Puis, la gravité reprend ses droits. Il tombe de haut, mais lorsqu'il sent ses pieds toucher la terre, il ne subit aucun choc. Du bout de ses doigts, il palpe une surface rugueuse et imparfaite. Il dessine le contour d'une brique, puis d'une autre. Il hume un air plus pur que celui des combats, saturé du parfum de fleurs sauvages rouges et blanches. Le vent de la plaine joue dans ses cheveux. Il se risque à entrouvrir ses yeux, craignant qu'un nouveau massacre se déroule devant son impuissance, mais il n'aperçoit qu'un mur. Un long mur, qui semble se poursuivre jusqu'à l'infini. Un haut mur, qui pourrait rivaliser avec la taille des chênes elfiques. Un mur qui est apparu là où il n'y avait qu'herbes hautes et denses forêts. Il éloigne lentement sa main. Il se force à respirer calmement, mais le flot d'émotion qui déferle dans son esprit lui fait perdre l'équilibre. Il ne peut plus se tenir debout, et tombe à genoux. Sa tête heurte une pierre alors qu'il glisse dans les ténèbres. Il ne bouge plus. Il ne respire plus.

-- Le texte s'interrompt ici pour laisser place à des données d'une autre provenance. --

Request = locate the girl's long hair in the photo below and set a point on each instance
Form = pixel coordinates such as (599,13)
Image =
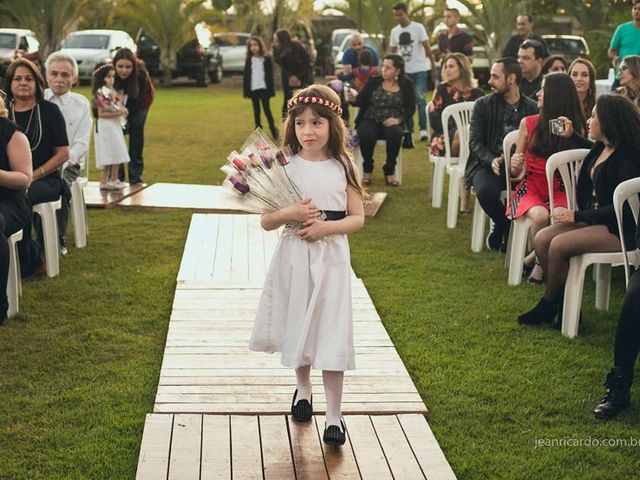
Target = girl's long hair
(590,99)
(620,122)
(560,99)
(130,84)
(263,49)
(466,71)
(336,146)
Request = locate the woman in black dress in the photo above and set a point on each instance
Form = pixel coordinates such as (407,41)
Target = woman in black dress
(133,80)
(294,62)
(15,177)
(45,128)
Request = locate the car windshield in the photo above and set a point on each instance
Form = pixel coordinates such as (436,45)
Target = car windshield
(564,44)
(230,41)
(7,40)
(96,42)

Non loin de là passent deux hommes qui tirent un chariot rempli de planches de bois et de sacs de grain. Ils ont tous deux une dague et une maigre bourse à la ceinture. S'arrêtant auprès du petit corps inerte, l'un se penche pour tâter le pouls et acquiesce aux dires de son compagnon. Il prend le garçon dans ses bras et le dépose le plus délicatement possible au milieu de la cargaison.
- Bienvenue à Pacem Minara, p'tit gars.